The passage comes amid a spike in military tensions in the past two years between Taiwan and China, and follows Chinese assault drills last week, with warships and fighter jets exercising off the island’s southwest and southeast.

The Kidd, an Arleigh Burke-class guided-missile destroyer, accompanied by the Coast Guard cutter Munro, transited “through international waters in accordance with international law,” the US Navy said in a statement.

“The ships’ lawful transit through the Taiwan Strait demonstrates the US commitment to a free and open Indo-Pacific. The United States military flies, sails, and operates anywhere international law allows,” it said.

The US Navy has been conducting such operations about every month or so, angering China, which sees Taiwan as its territory and has never renounced the use of force to bring the democratic island under its control.

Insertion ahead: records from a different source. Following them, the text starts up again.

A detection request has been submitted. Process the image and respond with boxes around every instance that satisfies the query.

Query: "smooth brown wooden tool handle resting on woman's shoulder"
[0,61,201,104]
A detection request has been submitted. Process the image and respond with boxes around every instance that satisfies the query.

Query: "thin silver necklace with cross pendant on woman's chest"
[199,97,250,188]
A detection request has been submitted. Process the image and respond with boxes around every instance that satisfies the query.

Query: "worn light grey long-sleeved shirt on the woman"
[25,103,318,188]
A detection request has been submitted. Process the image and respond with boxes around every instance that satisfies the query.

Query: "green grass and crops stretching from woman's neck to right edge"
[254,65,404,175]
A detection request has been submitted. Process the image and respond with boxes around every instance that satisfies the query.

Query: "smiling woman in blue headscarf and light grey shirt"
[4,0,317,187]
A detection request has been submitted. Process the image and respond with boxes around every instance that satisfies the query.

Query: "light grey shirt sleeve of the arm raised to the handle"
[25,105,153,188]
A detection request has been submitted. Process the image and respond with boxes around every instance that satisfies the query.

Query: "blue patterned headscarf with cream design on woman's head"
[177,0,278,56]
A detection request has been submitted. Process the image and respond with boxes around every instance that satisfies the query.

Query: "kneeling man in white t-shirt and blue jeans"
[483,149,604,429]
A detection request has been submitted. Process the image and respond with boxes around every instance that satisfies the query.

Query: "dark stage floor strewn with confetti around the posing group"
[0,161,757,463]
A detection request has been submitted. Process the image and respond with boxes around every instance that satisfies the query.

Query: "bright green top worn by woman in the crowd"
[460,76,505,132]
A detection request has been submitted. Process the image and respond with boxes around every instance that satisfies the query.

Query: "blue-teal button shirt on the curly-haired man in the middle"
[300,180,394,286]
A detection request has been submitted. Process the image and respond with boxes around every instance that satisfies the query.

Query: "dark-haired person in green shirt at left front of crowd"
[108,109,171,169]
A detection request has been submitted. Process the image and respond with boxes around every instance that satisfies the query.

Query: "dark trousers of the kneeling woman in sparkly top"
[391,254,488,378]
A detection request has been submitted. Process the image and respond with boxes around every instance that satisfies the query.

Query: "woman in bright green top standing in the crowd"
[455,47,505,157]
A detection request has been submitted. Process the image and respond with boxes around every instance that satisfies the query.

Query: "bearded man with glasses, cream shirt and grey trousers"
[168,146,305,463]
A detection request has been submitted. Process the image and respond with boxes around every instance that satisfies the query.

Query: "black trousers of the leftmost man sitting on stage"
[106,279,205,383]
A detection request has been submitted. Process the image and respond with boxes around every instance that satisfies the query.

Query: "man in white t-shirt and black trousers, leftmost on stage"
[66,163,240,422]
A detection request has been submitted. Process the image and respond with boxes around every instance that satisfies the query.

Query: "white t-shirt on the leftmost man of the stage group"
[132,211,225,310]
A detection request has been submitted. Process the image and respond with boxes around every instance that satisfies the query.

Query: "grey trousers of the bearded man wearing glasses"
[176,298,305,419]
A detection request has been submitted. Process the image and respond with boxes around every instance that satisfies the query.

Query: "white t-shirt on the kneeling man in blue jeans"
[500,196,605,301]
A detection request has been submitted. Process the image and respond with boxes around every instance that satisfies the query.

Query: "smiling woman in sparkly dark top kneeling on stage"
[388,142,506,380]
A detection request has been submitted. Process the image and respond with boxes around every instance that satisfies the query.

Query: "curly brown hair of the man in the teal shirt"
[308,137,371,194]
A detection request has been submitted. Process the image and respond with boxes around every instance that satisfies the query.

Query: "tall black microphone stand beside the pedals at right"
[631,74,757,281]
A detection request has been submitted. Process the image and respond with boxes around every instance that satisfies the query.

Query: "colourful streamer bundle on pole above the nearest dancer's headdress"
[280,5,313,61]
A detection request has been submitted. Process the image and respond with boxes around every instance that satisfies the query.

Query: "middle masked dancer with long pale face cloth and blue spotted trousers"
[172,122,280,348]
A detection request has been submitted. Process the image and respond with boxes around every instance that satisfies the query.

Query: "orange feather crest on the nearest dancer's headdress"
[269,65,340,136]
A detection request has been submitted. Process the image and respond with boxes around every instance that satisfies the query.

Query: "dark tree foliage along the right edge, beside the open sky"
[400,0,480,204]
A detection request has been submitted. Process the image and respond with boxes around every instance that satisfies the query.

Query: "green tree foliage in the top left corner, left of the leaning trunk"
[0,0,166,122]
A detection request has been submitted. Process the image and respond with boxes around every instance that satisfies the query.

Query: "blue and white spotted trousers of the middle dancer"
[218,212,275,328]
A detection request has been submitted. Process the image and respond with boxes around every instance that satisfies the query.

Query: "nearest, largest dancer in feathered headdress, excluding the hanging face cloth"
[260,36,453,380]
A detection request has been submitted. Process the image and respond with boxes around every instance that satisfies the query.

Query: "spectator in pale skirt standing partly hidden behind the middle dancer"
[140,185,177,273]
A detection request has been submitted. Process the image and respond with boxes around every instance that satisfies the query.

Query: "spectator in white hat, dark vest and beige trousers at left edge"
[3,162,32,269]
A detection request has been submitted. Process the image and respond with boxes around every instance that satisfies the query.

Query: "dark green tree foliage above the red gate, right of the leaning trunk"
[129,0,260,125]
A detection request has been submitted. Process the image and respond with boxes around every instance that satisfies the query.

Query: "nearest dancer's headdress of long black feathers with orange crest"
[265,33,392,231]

The United States, like most countries, has no formal diplomatic ties with Taiwan, but is its most important international backer and a major seller of arms to the island.

China’s state-controlled media have seized on the United States’ chaotic withdrawal from Afghanistan in recent weeks to portray US support for Taiwan and regional allies as fickle.

But US President Joe Biden’s administration has been quick to dismiss any connection between Afghanistan and the United States’ commitment to the Indo-Pacific.

Vice President Kamala Harris accused China of “bullying and excessive maritime claims” during trips to Vietnam and Singapore this week, the latest in a string of visits by top US officials to the Indo-Pacific aimed at cementing US commitment to the region.